Moving From the Smokestacks Age to the Jet Age
The 1960s reshaped Everett from solely a midcentury lumber, fishing and pleasure boating community to one that added a new dimension — jet city. In 1967 The Boeing Company set up shop for its 747 jumbo jet by building a massive aircraft manufacturing plant in south Everett. By 1968, the Port’s huge storage dome at the south bayfront became a daily visible reminder of this change; the dome was built to house alumina, a prime ingredient of aluminum — which in turn was a key component in making airplanes.
Boeing’s arrival coincided with a decline, however, in the region’s wood-products industries as the decade saw the lumber and shingle industry say goodbye to the Port’s bayfront. When the Super Mill Company plant closed in 1962, it ended some 70 years of shingle mills at 14th Street. Summit Mill Company moved its plant to Darrington, Washington, and fires finished off the Jamison plant and the closed Pilchuck Shake and Lumber Company. Everett — and along with it, the Port — quickly shifted to being largely dependent on the aircraft
industry, as well as other types of cargo, such as cars.

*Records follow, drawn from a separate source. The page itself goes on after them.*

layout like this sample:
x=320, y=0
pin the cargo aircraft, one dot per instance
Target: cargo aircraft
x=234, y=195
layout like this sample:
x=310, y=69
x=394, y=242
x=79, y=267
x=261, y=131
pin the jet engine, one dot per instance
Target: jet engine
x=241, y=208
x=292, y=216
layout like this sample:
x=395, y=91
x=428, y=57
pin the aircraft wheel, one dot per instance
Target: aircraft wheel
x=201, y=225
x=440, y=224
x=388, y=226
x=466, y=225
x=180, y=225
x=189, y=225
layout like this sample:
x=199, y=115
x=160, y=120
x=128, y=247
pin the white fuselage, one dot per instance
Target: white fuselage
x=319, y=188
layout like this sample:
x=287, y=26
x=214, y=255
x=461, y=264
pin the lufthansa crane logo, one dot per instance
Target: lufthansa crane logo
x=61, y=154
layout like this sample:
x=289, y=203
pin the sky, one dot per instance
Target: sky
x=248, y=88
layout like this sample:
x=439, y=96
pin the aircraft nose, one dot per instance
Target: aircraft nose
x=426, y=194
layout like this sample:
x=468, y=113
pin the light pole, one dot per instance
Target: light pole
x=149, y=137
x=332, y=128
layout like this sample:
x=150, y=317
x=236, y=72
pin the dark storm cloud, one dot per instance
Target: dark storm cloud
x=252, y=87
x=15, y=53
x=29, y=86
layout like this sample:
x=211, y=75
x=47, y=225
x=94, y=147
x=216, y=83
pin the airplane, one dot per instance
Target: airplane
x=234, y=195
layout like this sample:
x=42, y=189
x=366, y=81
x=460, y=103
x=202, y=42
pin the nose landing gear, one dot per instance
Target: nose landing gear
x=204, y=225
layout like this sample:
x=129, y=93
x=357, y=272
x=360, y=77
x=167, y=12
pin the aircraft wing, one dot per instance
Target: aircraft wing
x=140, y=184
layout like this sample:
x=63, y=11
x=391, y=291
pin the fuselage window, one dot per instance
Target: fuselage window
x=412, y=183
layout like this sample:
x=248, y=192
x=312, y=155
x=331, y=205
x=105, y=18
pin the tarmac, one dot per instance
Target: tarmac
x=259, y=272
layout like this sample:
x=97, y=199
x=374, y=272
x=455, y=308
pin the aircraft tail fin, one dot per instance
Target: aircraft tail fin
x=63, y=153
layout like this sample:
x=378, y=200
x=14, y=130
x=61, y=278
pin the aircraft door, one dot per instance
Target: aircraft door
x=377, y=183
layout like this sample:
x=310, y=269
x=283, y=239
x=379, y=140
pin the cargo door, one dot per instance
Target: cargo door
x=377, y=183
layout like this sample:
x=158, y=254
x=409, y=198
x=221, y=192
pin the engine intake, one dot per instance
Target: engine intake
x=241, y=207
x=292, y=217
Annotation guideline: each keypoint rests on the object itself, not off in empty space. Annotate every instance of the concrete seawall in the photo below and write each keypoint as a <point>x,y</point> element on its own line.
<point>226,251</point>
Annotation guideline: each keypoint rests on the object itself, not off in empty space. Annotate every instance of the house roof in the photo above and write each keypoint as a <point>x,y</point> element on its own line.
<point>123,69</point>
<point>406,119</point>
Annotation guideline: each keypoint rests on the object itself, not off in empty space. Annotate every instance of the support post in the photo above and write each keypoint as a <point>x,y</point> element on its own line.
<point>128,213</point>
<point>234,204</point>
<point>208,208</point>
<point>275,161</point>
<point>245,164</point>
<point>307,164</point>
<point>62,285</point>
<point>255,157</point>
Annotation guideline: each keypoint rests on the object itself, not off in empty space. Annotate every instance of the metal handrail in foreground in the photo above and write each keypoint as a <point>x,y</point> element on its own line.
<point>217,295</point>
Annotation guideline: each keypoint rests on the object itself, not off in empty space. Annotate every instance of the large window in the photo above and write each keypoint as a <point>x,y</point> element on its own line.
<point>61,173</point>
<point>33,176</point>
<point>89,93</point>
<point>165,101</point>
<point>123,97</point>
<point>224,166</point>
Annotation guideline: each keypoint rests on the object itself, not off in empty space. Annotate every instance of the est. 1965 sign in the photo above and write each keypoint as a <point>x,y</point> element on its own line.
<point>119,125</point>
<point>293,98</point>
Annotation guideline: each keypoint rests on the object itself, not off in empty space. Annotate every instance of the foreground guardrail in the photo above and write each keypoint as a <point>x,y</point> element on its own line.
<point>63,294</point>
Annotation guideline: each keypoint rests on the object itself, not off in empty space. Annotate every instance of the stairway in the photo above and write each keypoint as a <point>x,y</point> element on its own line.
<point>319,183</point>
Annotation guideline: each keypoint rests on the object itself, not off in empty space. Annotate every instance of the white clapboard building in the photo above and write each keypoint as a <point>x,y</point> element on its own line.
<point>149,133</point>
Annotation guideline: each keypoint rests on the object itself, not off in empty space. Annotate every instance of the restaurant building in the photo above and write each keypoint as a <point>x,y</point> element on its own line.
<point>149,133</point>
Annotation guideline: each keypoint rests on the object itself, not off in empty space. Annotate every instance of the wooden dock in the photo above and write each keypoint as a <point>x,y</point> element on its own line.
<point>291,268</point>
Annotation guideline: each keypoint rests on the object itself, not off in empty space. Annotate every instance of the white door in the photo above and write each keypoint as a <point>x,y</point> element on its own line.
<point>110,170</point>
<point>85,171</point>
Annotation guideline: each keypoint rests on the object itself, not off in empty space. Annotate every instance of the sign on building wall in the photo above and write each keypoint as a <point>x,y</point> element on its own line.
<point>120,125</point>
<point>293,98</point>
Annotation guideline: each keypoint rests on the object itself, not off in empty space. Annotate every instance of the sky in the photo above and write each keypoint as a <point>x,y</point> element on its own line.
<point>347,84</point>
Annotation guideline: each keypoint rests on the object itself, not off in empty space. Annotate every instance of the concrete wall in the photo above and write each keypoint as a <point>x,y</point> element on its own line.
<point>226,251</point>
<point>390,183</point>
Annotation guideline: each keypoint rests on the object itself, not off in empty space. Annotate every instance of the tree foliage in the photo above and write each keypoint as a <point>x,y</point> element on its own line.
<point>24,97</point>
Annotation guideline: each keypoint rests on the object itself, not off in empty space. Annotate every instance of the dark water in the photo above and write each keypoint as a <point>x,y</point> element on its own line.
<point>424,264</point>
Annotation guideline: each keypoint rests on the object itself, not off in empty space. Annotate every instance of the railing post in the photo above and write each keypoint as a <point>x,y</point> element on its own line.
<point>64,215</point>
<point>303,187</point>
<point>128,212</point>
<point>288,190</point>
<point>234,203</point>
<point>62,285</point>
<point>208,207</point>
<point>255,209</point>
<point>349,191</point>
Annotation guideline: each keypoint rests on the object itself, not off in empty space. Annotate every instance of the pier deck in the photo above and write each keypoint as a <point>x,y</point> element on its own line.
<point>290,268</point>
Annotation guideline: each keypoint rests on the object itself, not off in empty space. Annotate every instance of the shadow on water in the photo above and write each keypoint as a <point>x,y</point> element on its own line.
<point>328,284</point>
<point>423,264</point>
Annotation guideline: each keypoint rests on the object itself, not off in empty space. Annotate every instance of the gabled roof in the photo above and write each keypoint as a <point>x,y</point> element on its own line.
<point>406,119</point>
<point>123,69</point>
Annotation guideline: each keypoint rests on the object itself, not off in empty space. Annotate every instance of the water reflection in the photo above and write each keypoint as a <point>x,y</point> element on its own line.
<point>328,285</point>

The Port kept moving forward, taking down the shuttered Super Mill plant and developing the 14th Street small boat basin into an expansive, modern marina, dubbed at the time as the Everett Yacht Basin. The site offered around 950 slips for commercial and pleasure craft — and it was nearly 100 percent occupied by 1966. The old boat basin between Piers 1 and 2 was phased out and filled in, and the Everett Yacht Club moved north — it built a new clubhouse in 1968 — to the general site of what had once been the end of the 14th Street Dock. The Yacht Basin (today the site of Central Docks) included an expanded and improved section for the fishing fleet, too, and the Everett Fish Company expanded in 1964. Boating and fishing were in cruise mode.
Throughout the 1960s the local community and the Port continued to work together to create space on Jetty Island for public access and recreational use and got creative with ideas on how people could reach the island — which at the time the Port still called “Tract Q” — a site which locals had become quite attached to.